Christina était une attachante jeune femme de vingt-sept ans, qui pratiquait le hockey et l’équitation. Sûre d’elle-même, robuste de corps et d’esprit, elle avait deux jeunes enfants et travaillait, chez elle, comme programmeuse sur ordinateur. Intelligente et cultivée, elle aimait la danse et les poètes du Lakeland (mais Wittgenstein, je ne pense pas). Sa vie était active et bien remplie. Elle n’avait jamais été malade plus d’une journée lorsque, à la suite d’une crise de douleurs abdominales, on lui découvrit, à son étonnement, des calculs biliaires. Il lui fut alors conseillé de se faire ôter la vésicule.
Elle entra à l’hôpital trois jours avant l’opération, et fut mise sous antibiotiques par simple prophylaxie microbienne. Il s’agissait d’une précaution de pure routine, car aucune complication n’était envisagée. Christina le comprenait et, bien qu’elle fût sensible, n’éprouvait aucune crainte.

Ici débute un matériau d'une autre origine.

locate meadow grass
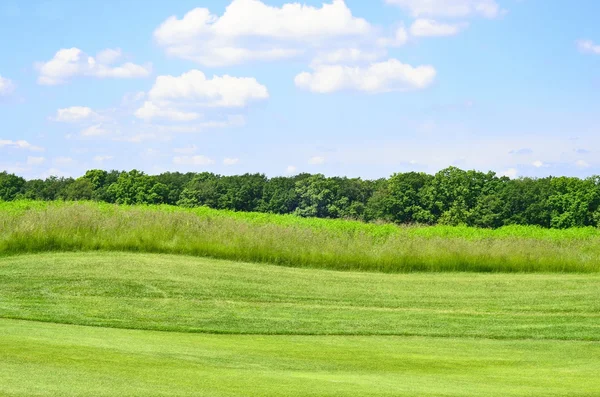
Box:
[0,253,600,341]
[0,202,600,273]
[0,252,600,397]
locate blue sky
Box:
[0,0,600,178]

La veille de l’opération, Christina, qui n’était pas coutumière de rêves ou de fantasmes, fit un rêve troublant et particulièrement intense : elle rêvait qu’elle oscillait d’une façon extravagante, qu’elle était très instable sur ses pieds et sentait à peine ce qu’elle tenait dans ses mains, lesquelles battaient l’air et laissaient tomber tout ce qu’elles attrapaient.
Ce rêve l’angoissa (« Je n’ai jamais fait un rêve pareil, dit-elle. Je ne peux pas le chasser de mon esprit ») – il l’angoissa tellement que nous demandâmes l’avis du psychiatre. « Angoisse préopératoire, dit celui-ci. Tout à fait normal, nous voyons ça tout le temps. »
Mais, un peu plus tard dans la journée, le rêve se fit réalité. Christina devint très instable sur ses pieds, elle avait des mouvements gauches et désordonnés et ses mains laissaient échapper tout ce qu’elles tenaient.
Nous fîmes de nouveau appel au psychiatre – il parut vexé qu’on le rappelle, mais aussi quelque peu dérouté. « Angoisse hystérique, laissa-t-il tomber d’un ton définitif. Symptômes typiques de conversion – c’est très fréquent. »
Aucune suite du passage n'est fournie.